Are there ways in which we (I especially) are deficient, certainly, but taken as a whole, then probably yes, students are getting a better education at a strongly confessional, excellent, well-equipped school. I'm certainly willing to be corrected on this.

rsc


----------



## fredtgreco (Dec 12, 2005)

> _Originally posted by R. Scott Clark_
> I quite disagree. It's all about the market. Parents are paying exorbitant prices for education because American parents believe that it furthers the well-being of their children.
> 
> If American parents turned off the spigot, costs would go down. It's supply and demand. Colleges charge what they do because they can get and they can get it because folks will pay it. Wheaton turns down a lot of applicants, this despite the rather high cost of attendance.




Scott,

I do understand where you are coming from. And I am not in complete disagreement with you. Really.

But I have to say that your market analysis here is way off base. Every economic study of the cost of education says otherwise. Just because everyone is willing to rob Peter to pay Paul does not mean that there is a market justification. There is going to be a huge bill to pay the piper when the system ceases to support itself. Debt is at unbelievable levels in America today, and while a good amount of it is wasteful spending and credit cards, much of it is school debt. Why? Because everyone _says_ that you have to have a college education. Because everyone _says_ it is worth it. Sometimes it is, sometimes it isn't. But the fact that the debt load is so high, together with the non-dischargability of school debt, cannot help but have deleterious effects.

I will leave it at that.


----------



## JOwen (Dec 13, 2005)

Scott said "œ I'm arguing primarily, however, about process and theory. The theory of distance undergrad and graduate education is poor. The process is in appropriate."

To date, I have not read an argument, primarily or otherwise. Perhaps you might stop chasing phantom DE ideologies and point out one or two programmes that you believe are flawed? Have you researched the actual ideologies of any DE school? Improvement can only be made by helpful critical analysis, not conjecture and speculation. 

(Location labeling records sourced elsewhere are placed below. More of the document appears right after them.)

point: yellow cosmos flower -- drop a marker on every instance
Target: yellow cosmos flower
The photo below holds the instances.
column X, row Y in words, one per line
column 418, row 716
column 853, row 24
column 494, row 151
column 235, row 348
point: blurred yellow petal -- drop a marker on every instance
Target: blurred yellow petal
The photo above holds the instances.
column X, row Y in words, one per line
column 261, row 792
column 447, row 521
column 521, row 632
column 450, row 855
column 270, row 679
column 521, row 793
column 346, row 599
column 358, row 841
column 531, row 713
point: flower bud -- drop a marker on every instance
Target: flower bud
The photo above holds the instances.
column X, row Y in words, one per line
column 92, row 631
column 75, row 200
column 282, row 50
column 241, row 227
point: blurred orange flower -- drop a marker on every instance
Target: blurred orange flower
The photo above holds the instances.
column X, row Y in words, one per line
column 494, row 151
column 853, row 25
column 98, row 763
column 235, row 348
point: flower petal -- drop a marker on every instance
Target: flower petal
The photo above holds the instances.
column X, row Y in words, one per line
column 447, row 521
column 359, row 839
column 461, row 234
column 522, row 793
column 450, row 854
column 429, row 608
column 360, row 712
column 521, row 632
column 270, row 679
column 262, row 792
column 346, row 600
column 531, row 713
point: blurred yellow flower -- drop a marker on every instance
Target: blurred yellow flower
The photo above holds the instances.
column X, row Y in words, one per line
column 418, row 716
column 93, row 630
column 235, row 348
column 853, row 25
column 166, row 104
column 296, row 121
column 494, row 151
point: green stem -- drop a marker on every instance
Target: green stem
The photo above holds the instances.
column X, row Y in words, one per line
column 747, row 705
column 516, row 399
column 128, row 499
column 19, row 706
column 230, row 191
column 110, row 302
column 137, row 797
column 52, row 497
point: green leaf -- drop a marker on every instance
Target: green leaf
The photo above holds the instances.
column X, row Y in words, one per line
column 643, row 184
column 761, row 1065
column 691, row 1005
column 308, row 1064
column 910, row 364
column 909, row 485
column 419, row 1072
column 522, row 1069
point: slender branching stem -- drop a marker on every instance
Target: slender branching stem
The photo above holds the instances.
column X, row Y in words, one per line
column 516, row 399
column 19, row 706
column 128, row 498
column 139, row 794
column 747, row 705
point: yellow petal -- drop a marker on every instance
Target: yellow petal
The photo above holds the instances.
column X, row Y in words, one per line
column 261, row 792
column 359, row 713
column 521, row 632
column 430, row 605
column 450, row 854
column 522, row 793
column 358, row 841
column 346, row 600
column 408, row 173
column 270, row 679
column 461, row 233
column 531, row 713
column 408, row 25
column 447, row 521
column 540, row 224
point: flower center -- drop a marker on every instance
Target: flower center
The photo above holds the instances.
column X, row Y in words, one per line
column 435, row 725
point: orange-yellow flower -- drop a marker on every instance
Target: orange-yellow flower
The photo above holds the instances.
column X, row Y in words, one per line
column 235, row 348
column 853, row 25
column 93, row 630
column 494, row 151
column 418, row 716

The fact that you would compare the means of grace with a conventional lecture at a college or seminary is almost not worth commenting on. One has to wonder if you were actually serious when you wrote it. Sometimes it is hard to tell when a post is "œtongue in cheek" and when it is serious. If you were serious, perhaps you might want to go to the WTS tape library and extract a certain lecture delivered there by one Dr. Martyn Lloyd-Jones, who dismantles any notion that a lecture even approaches the sacred means of grace called preaching.


----------



## R. Scott Clark (Dec 13, 2005)

> _Originally posted by JOwen_
> Scott said "œ I'm arguing primarily, however, about process and theory. The theory of distance undergrad and graduate education is poor. The process is in appropriate."
> 
> To date, I have not read an argument, primarily or otherwise. Perhaps you might stop chasing phantom DE ideologies and point out one or two programmes that you believe are flawed? Have you researched the actual ideologies of any DE school? Improvement can only be made by helpful critical analysis, not conjecture and speculation.
> ...



Jerrold,

I thought I was clear that about the ways in which I was comparing a sermon with a lecture. I quite understand that they are distinct and I tried to note that fact.

Twice now respondents have thrown epithets at the analogy but have not really engaged it. It may be flawed, but I think the visceral reaction to it is interesting - not probative but interesting. 

I think this entire discussion points up the inherent weakness in DE. Digital communication is too fast (as many others have noted), too ephemeral (post today, gone tomorrow), and too impersonal. Folk do not read e-texts the way they do printed texts. They do not speak with one another the way they do in person. 

I understand that this does not prove that distance lectures offered by video are ineffective at providing a foundational education. To offer a full-scale refutation would require me to violate the nature of this medium. I cannot type out the works of Postman and the other critics of "if we can do it, we must" approach to technology. If I did it few would read them. That's not why readers come to boards such as these. I've had folks on lists such as this demand that I not refer them to any other sources but answer their questions at length. To quote Dana Carvey doing Bush 41, "Ain't gonna happen."

As to theory, I guess I thought I was sketching the outlines of a theory. Maybe we have different definitions of what a theory is?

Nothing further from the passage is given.